Nevertheless, even with this evidentiary shortcoming, the Judge stated that he would consider the information in the affidavits as part of the “totality of evidence” presented in the case.
The Judge rejected the expert opinions of all three experts presented by the Plaintiffs as they could not validate or verify the source of data they relied upon in reaching their conclusions. That takes me back to the issue I raised above — all the most pertinent data rests in the hands of the State of Nevada in the form of voter registration information and signature samples used to match a mail-in ballot to a bona fide registered voter. Laypersons might not recognize the subtle “dig” at the Plaintiffs’ case, but experienced trial attorneys clearly see the “rebuke” from the Judge in the following statement by him:
“Dr. Herron’s testimony [that there was no fraud] is buttressed by Contestants’ own expert witness, Mr. Gessler, who also testified that he had no personal knowledge of that any voting fraud occurred in Nevada’s 2020 General Election.”
When the Judge cites your expert witness for the proposition that the underlying premise of your complaint has no substance, the Judge is publicly mocking you for having wasted his time.
But, exactly how would Mr.

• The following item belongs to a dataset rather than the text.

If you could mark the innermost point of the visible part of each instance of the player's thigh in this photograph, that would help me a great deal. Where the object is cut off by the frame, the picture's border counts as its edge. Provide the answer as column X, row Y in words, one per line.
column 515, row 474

Gessler be expected to obtain “personal knowledge” of voting fraud without having the evidence in the possession of Nevada and Clark County from which THEY made the determination that they counted only valid ballots?
The opinion continues along in pretty much the same tone, faulting the Plaintiffs’ claims for being little more than allegations and theories without substantive evidence to support them, and doing so without ever acknowledging the practical reality that all the substantive information is safeguarded by the opposition.
There were several other developments on the legal front through the course of the day on Friday, all of which seem to be a collective signal from the Judiciary that “enough is enough,” and the outcome of the election has now been ordained.
Over the weekend I’ll try to put together a rundown of events of the past 48 hours, and where I think the litigation pathway now leads.